The words-match component is based on the dictionary tree (DFA) and is implemented using UnixSock communication and custom processes. The purpose of developing this component is to help small partners quickly deploy sensitive word detection services, which is very important for content products.

::: warning After the component is stable, it will try to use the AC automaton or other detection methods to provide the underlying configurable detection service. :::

scenes to be used

Blog: comments, articles

Instant messaging: Messages in chat rooms

As long as there is an application scenario related to the text content

Installation

  1. Composer require easyswoole/words-match

Preparing the thesaurus

When the service starts, the data will be read out line by line.
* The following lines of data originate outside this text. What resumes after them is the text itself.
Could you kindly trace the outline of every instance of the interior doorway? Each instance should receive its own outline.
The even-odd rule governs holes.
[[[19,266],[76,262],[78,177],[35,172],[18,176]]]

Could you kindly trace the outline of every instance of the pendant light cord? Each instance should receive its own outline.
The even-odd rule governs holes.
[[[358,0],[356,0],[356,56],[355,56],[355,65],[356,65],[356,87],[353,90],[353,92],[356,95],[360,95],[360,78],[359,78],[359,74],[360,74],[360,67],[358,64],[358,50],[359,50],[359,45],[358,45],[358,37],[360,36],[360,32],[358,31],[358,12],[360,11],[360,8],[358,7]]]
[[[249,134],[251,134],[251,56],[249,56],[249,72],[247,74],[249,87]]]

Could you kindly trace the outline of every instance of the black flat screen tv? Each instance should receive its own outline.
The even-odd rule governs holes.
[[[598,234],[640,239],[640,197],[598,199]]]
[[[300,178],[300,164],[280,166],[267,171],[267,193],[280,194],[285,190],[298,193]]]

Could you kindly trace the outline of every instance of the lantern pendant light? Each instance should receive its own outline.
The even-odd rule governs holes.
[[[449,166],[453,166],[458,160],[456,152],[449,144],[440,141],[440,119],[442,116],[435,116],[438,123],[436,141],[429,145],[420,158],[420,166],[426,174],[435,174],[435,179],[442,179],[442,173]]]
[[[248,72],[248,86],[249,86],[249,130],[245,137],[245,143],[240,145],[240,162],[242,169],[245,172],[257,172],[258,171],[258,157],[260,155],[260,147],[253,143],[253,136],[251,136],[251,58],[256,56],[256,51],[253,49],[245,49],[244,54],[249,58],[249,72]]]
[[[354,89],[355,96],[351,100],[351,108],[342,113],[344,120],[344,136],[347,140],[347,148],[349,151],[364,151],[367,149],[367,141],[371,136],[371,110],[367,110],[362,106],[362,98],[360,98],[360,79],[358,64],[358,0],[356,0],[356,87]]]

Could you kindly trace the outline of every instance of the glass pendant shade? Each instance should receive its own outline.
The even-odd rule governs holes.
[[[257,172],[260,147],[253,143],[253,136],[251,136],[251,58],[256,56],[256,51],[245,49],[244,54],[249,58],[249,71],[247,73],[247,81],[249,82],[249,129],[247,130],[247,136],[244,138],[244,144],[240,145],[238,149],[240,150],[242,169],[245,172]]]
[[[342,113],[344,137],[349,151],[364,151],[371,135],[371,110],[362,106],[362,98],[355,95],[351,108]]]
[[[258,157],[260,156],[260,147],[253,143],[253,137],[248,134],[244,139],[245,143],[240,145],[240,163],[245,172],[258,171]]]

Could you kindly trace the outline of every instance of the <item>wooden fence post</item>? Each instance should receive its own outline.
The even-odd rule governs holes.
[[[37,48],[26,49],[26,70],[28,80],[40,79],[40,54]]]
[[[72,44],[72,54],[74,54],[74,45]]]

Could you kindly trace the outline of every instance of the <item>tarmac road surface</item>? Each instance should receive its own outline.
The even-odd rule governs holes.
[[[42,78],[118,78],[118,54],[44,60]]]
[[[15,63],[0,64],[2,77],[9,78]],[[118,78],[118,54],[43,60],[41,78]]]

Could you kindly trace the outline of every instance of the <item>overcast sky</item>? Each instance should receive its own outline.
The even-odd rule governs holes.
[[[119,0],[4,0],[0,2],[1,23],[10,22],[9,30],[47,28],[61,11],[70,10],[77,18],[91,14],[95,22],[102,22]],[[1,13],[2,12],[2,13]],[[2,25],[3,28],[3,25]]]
The first column of each line is sensitive words, and the others are listed as subsidiary information.

  1. Php, the best language in the world
  2. Java
  3. Golang
  4. programmer
  5. Code
  6. logic

::: warning Note!!!!!! You can use the setDefaultWordBank method to specify the default loaded thesaurus when the service starts. :::

Code Example

  1. <?php
  2. namespace EasySwoole\EasySwoole;
  3. use EasySwoole\EasySwoole\Swoole\EventRegister;
  4. use EasySwoole\EasySwoole\AbstractInterface\Event;
  5. use EasySwoole\Http\Request;
  6. use EasySwoole\Http\Response;
  7. use EasySwoole\WordsMatch\WordsMatchClient;
  8. use EasySwoole\WordsMatch\WordsMatchServer;
  9. class EasySwooleEvent implements Event
  10. {
  11. public static function initialize()
  12. {
  13. // TODO: Implement initialize() method.
  14. date_default_timezone_set('Asia/Shanghai');
  15. }
  16. public static function mainServerCreate(EventRegister $register)
  17. {
  18. // TODO: Implement mainServerCreate() method.
  19. WordsMatchServer::getInstance()
  20. ->setMaxMem('1024M') // Maximum memory per process
  21. ->setProcessNum(5) // Set the number of processes
  22. ->setServerName('Easyswoole words-match')// service name
  23. ->setTempDir(EASYSWOOLE_TEMP_DIR)// Temp address
  24. ->setWordsMatchPath(EASYSWOOLE_ROOT.'/WordsMatch/')
  25. ->setDefaultWordBank('comment.txt')// The lexicon file path imported by default when the service starts
  26. ->setSeparator(',')// Word and other information separators
  27. ->attachToServer(ServerManager::getInstance()->getSwooleServer());
  28. }
  29. public static function onRequest(Request $request, Response $response): bool
  30. {
  31. // TODO: Implement onRequest() method.
  32. $res = WordsMatchClient::getInstance()->search('Php is the best language in the world, other types of programmers do not recognize the php sentence, such as java, golang.');
  33. var_dump($res);
  34. return true;
  35. }
  36. public static function afterRequest(Request $request, Response $response): void
  37. {
  38. // TODO: Implement afterAction() method.
  39. }
  40. }

Hit result

  1. array(4) {
  2. ["e1bfd762321e409cee4ac0b6e841963c"]=>
  3. array(3) {
  4. ["word"]=>
  5. string(3) "php"
  6. ["other"]=>
  7. array(2) {
  8. [0]=>
  9. string(12) "Is the world"
  10. [1]=>
  11. string(15) "Best language"
  12. }
  13. ["count"]=>
  14. int(2)
  15. }
  16. ["72d9adf4944f23e5efde37f6364c126f"]=>
  17. array(3) {
  18. ["word"]=>
  19. string(9) "programmer"
  20. ["other"]=>
  21. array(0) {
  22. }
  23. ["count"]=>
  24. int(1)
  25. }
  26. ["93f725a07423fe1c889f448b33d21f46"]=>
  27. array(3) {
  28. ["word"]=>
  29. string(4) "java"
  30. ["other"]=>
  31. array(0) {
  32. }
  33. ["count"]=>
  34. int(1)
  35. }
  36. ["21cc28409729565fc1a4d2dd92db269f"]=>
  37. array(3) {
  38. ["word"]=>
  39. string(6) "golang"
  40. ["other"]=>
  41. array(0) {
  42. }
  43. ["count"]=>
  44. int(1)
  45. }
  46. }

::: warning Word: the sensitive word of the hit, other: for other information, count: the number of times the sensitive word hits in the content :::

Supported methods

WordsMatchServer

Set up a temporary directory

  1. Public function setTempDir(string $tempDir): WordsMatchServer

Set the number of processes, default 3

  1. Public function setProcessNum(int $num): WordsMatchServer

Set the maximum memory size per process

  1. Public function setMaxMem(string $maxMem='512M')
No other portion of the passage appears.